PURPOSE: Although adjuvant systemic therapy (ST) is often recommended for the treatment of patients with high-risk, early-stage non-small cell lung carcinoma (NSCLC) after surgery, there is little evidence supporting the use of ST with stereotactic body radiotherapy (SBRT). METHODS: We conducted a retrospective cohort study using a multi-institutional database to identify consecutive patients with T1-3N0M0 NSCLC treated with definitive SBRT from 2006-2015. Treatment groups were defined as those who received SBRT + ST or SBRT alone. Regional-distant failure (RDF) was analyzed with Fine and Gray competing risks regression. Progression-free (PFS) and overall survival (OS) were analyzed with the Kaplan-Meier method and Cox regression. Additional comparisons were made after 2:1 nearest-neighbor propensity-score matching on clinical risk factors. RESULTS: We identified 54 patients who received SBRT + ST. The most common ST regimen was a platinum doublet (n = 38; 70.4%). Compared with patients receiving SBRT (n = 1269), SBRT + ST patients were younger (median age: 70 v 77 years, p < 0.001), had larger tumors (>3 cm: 38.9% v 21.6%, p = 0.02) and higher T-stage (T2-3: 42.6% v 22.5%, p = 0.002). Compared with SBRT patients, SBRT + ST patients had lower 2-year RDF (3.1% v 16.9%, p = 0.02). On multivariable analysis, SBRT + ST was associated with reduced RDF (HR: 0.15, 95%CI: 0.04-0.62), with a trend toward improved PFS (HR: 0.70, 95%CI: 0.48-1.03), but not OS (HR: 0.74, 95%CI: 0.49-1.11). After propensity-score matching, the SBRT + ST cohort demonstrated improved RDF (HR: 0.17, 95%CI: 0.04-0.76) and PFS (HR: 0.59, 95%CI: 0.38-0.93). CONCLUSION: In this multi-institutional analysis, adjuvant ST was independently associated with reduced RDF in early-stage NSCLC patients treated with SBRT.

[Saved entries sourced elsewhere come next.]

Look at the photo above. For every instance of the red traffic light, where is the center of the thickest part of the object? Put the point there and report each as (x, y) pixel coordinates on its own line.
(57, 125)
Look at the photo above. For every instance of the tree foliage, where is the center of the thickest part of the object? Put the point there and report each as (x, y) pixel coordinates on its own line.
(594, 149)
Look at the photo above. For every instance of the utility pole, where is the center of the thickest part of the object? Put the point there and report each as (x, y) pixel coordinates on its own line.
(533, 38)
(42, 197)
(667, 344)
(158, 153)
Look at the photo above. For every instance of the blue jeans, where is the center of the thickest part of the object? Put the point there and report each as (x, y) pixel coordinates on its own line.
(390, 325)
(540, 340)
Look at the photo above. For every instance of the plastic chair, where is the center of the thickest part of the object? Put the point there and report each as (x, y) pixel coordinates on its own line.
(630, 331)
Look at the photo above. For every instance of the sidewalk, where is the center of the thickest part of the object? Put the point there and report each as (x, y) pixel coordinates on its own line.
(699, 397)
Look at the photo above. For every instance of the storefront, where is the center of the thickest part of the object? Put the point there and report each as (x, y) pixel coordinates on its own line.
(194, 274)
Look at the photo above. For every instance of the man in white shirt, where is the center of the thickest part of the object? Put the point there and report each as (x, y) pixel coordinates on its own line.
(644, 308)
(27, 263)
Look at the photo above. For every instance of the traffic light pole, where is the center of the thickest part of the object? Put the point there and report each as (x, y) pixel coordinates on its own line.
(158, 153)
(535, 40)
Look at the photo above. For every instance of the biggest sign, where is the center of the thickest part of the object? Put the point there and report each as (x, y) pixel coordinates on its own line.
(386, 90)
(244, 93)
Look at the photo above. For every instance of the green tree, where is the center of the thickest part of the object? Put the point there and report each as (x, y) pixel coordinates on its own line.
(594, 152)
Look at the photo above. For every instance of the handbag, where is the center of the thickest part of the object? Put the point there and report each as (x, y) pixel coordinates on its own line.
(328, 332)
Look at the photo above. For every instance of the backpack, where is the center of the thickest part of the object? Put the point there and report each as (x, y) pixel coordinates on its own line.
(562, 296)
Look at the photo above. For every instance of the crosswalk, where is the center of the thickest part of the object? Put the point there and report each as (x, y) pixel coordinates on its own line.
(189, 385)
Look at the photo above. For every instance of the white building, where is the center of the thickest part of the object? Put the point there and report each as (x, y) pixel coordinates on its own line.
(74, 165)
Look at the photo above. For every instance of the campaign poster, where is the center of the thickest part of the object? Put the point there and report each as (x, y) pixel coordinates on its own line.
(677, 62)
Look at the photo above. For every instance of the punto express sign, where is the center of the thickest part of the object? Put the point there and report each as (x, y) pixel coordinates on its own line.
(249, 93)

目的:尽管辅助全身治疗(systemic therapy,ST)常用于术后治疗高危早期非小细胞肺癌(non-small cell lung carcinoma,NSCLC)患者,但很少有证据支持立体定向体部放射治疗(stereotactic body radiotherapy,SBRT)联合 ST 的应用。
方法:我们使用多机构数据库进行了一项回顾性队列研究,以确定 2006 年至 2015 年间接受根治性 SBRT 治疗的 T1-3N0M0 期 NSCLC 连续患者。将治疗组定义为接受 SBRT+ST 或 SBRT 单独治疗的患者。采用 Fine 和 Gray 竞争风险回归分析局部区域复发(regional-distant failure,RDF)。采用 Kaplan-Meier 方法和 Cox 回归分析无进展生存期(progression-free survival,PFS)和总生存期(overall survival,OS)。在临床危险因素的 2:1 最近邻倾向评分匹配后,进行了额外的比较。
结果:我们确定了 54 例接受 SBRT+ST 的患者。最常见的 ST 方案是铂类双联(n=38;70.4%)。与接受 SBRT(n=1269)的患者相比,接受 SBRT+ST 的患者年龄更小(中位年龄:70 岁比 77 岁,p<0.001),肿瘤更大(>3cm:38.9%比 21.6%,p=0.02),T 分期更高(T2-3:42.6%比 22.5%,p=0.002)。与 SBRT 患者相比,SBRT+ST 患者的 2 年 RDF 较低(3.1%比 16.9%,p=0.02)。多变量分析显示,SBRT+ST 与 RDF 降低相关(HR:0.15,95%CI:0.04-0.62),PFS 呈改善趋势(HR:0.70,95%CI:0.48-1.03),但 OS 无改善(HR:0.74,95%CI:0.49-1.11)。在倾向评分匹配后,SBRT+ST 组 RDF(HR:0.17,95%CI:0.04-0.76)和 PFS(HR:0.59,95%CI:0.38-0.93)均得到改善。
结论:在这项多机构分析中,早期 NSCLC 患者接受 SBRT 治疗时,辅助 ST 与局部区域复发降低独立相关。